Abstract
Antibiotics play on important role in controlling bacterial infections in public health. The accumulation and non-degradable of antibiotics in the environment leads contaminants and impact aquatic ecosystems. Many methods have been developed to remove antibiotics from aqueous solution. One of the most efficient and eco-friendly was the adsorption technique. The adsorption process which involves antibiotic drugs as adsorbate [Ciprofloxacin (CIP), Azithromycin (AZR) and sulfamethoxazole (SMX)] and low-cost materials of [Coconut Shell (CS) and Mallow Leaves (ML)] and their modified (carbonized, acid, base and nanocomposite) were used as adsorbent.

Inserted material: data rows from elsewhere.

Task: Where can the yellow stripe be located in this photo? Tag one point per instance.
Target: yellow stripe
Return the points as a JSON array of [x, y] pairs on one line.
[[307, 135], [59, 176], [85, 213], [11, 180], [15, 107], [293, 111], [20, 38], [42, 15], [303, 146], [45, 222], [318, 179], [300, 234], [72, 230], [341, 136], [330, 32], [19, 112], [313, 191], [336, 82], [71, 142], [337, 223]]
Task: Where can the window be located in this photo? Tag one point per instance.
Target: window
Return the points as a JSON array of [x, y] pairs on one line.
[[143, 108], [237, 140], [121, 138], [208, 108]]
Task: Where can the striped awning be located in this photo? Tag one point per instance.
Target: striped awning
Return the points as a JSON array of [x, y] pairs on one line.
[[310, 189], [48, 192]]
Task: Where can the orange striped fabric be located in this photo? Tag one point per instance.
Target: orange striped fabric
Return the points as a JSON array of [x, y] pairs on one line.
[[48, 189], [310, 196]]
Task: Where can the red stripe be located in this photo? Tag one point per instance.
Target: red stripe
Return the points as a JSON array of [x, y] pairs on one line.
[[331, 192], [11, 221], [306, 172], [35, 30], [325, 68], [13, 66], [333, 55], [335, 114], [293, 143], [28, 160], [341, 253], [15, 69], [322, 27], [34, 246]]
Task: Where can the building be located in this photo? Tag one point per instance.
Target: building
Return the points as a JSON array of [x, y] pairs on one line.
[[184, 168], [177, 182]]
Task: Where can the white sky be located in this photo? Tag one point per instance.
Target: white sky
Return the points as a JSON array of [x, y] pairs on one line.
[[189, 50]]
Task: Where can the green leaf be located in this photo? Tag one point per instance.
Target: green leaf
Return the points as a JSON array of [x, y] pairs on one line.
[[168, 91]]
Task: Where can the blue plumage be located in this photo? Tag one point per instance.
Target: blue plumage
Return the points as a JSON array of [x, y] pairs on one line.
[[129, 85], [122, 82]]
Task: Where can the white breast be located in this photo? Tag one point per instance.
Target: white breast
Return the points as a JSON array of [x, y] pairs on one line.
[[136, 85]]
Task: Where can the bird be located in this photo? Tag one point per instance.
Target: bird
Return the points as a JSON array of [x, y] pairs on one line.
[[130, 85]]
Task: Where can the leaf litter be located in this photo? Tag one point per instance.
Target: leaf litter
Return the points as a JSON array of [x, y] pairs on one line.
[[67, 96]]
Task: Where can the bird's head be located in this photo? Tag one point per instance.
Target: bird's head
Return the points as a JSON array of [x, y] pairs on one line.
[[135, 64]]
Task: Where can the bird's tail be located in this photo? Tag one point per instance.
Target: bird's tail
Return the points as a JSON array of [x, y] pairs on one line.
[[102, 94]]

The chemical structure, calibration curve and λmax of each antibiotic drugs CIP, AZR and SMX which is used in this investigation; the λmax: 273 nm, 205 nm and 263 nm respectively, by using UV−vissible spectrophotometer. The physio-chemical properties such as (moisture, pH, electrical conductivity, total dissolved salt TDS and zero charge point) investigated for the prepared adsorbents. The characterization of the adsorbents and after adsorption of adsorbates were carried out by FTIR, XRD, SEM and EDX. Batch adsorption procedures for kinetic experiments were employed.
The kinetic, thermodynamic and various parameters for batch equilibrium experiments such as (initial concentration, adsorbent dosage, contact time, effect of pH and temperature) were examined for the adsorption process. The Pseudo-First-Order equation, Pseudo-Second-Order equation and Elovich as kinetic models used to describe the adsorption process while the Pseudo-Second-Order rate law was the best fit model. The isothermal models Freundlich, Langmuir and Temkin were applied at three different temperatures 298.15, 308.15 and 318.15±1 K. The values of Langmuir constant (KL) value for CIP and AZR adsorption onto the modified CS adsorbents varied between (0.011-0.180) (L mg−1) and (0.044–0.200) (L mg−1), respectively. Positive values were of each of ΔHo in the range (0.131 to 0.228) (kJ mol−l) and (0.131 to 0.228) (kJ mol−l), while ΔSo in range (0.992 to 1) (kJ mol−l K-1) and (0.992 to 1.0) (kJ mol−lK-1). The negative values of ΔGo (−18.47 to −23.74) (kJ mol−l) and (-16.819 to -23.575) (kJ mol-1) respectively, were indicating the adsorption of CIP and AZR on the adsorbents were a spontaneous and endothermic process.
The KL value for SMX adsorption onto modified ML adsornents varied between (0.014–0.250) L mg-1, while the negative values of ∆Go and ∆Ho (-20.838 to -22.518) (kJ mol-1) and (-9.897 to -14.469) (kJ mol-1), while the positive value of ΔSo (0.219-0.397) (kJ mol-1 K-1). Therefore it is indicating that the adsorption of SMX onto adsorbents were spontaneous and exothermic process.